Hier fühlte ich mich daheim, nicht nur wegen der urigen Einrichtung des Lokals, den Aromen, die von der Küche hineinströmten und weil der Lokalbesitzer uns alle so herzlich begrüßte, nein, ich fühlte mich heimisch, weil meine Familie hier war!
Als Ella schließlich feierlich verkündete, dass diese Familie Zuwachs bekommen würde, rannen nicht nur ihr hemmungslos die Freudentränen herunter. Meine Mutter schluchzte so laut, dass sich die Gäste an den Nachbartischen zu uns umdrehten. Und auch mir kullerte es aus den Augenwinkeln, wenn auch mit gemischten Gefühlen.
Außer mir hatte es niemanden auf den Stühlen gehalten, weil jeder meine Schwester herzen wollte. Ich saß da und lächelte wehmütig, zerrissen von dem Gedanken, was ich mir nun mehr wünschte, dass Jamie recht behielt oder doch Eleanor.
Nachdem alle wieder auf ihren Holzstühlen um den eingedeckten Tisch herum Platz genommen hatten und mein Dad eine Runde Grappa für alle (mit Ausnahme meiner Schwester) geordert hatte, wollte er von Ella wissen, was denn der Frauenarzt gesagt hatte und ob alles so weit in Ordnung wäre.

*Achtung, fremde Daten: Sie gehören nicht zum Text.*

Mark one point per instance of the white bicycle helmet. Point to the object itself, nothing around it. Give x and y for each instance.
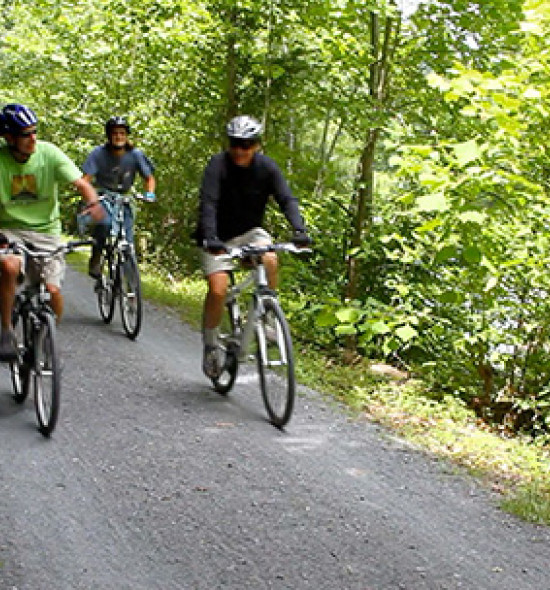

Während der Kellner mit einem beladenen Tablett herbeieilte und Gläser mit Grappa und Wasser verteilte, erklärte Ella, dass sie vor lauter Aufregung noch gar keinen Termin beim Frauenarzt gemacht hatte. Ehe ich erwähnen konnte, dass ich mich darum schon gekümmert hatte, fragte Dad vorsichtig nach, ob man mit dem Anstoßen dann vielleicht noch warten sollte.
Meine Grandma sah mir schon die ganze Zeit an, wie es in mir brodelte, fragte aber nicht nach, sondern hielt einfach Händchen mit mir. Doch ausgerechnet Aella ergriff nun als erste ihr Grappaglas, zwinkerte Ella zu und entgegnete meinem Dad: „Eine Mutter spürt auch ohne Arzt, wenn in ihrem Körper ein neues Leben heranwächst. Yammas!"
Am nächsten Vormittag saß Eleanor bereits wieder in Jamies Büro. Ich begrüßte sie kurz und verzog mich in mein Zimmer. Zehn vor zehn meldete sich Steven am Empfang. Er winkte kurz bei mir herein und kündigte an, dass er mich nach dem Meeting sprechen wollte. Darauf eskortierte Katerina ihn in den Konferenzraum und gab meiner Schwester Bescheid.
Eine Minute vor zehn flog Ella an meiner offenen Tür vorbei, winkte kurz zu mir herein und verschwand allein zu Steven in den Konferenzraum. Ich hatte nicht damit gerechnet, dass sie mich dazu bitten würde. Natürlich durfte sie mit Steven auch ohne mein Beisein sprechen. Und trotzdem tat es weh.
Jamie hatte mich gewarnt, ich musste endlich lernen, mich einzumischen, gerade wenn man nicht wollte, dass ich mich einmischte. Andernfalls wäre ich unfähig, eine Firma wie Astrapios HVAC Inc. zu leiten. Ich sollte mir ein Beispiel an meinem Vater nehmen, hatte Jamie gesagt, für den eine verschlossene Tür kein Hindernis war, sondern eine Aufforderung, sie zu öffnen.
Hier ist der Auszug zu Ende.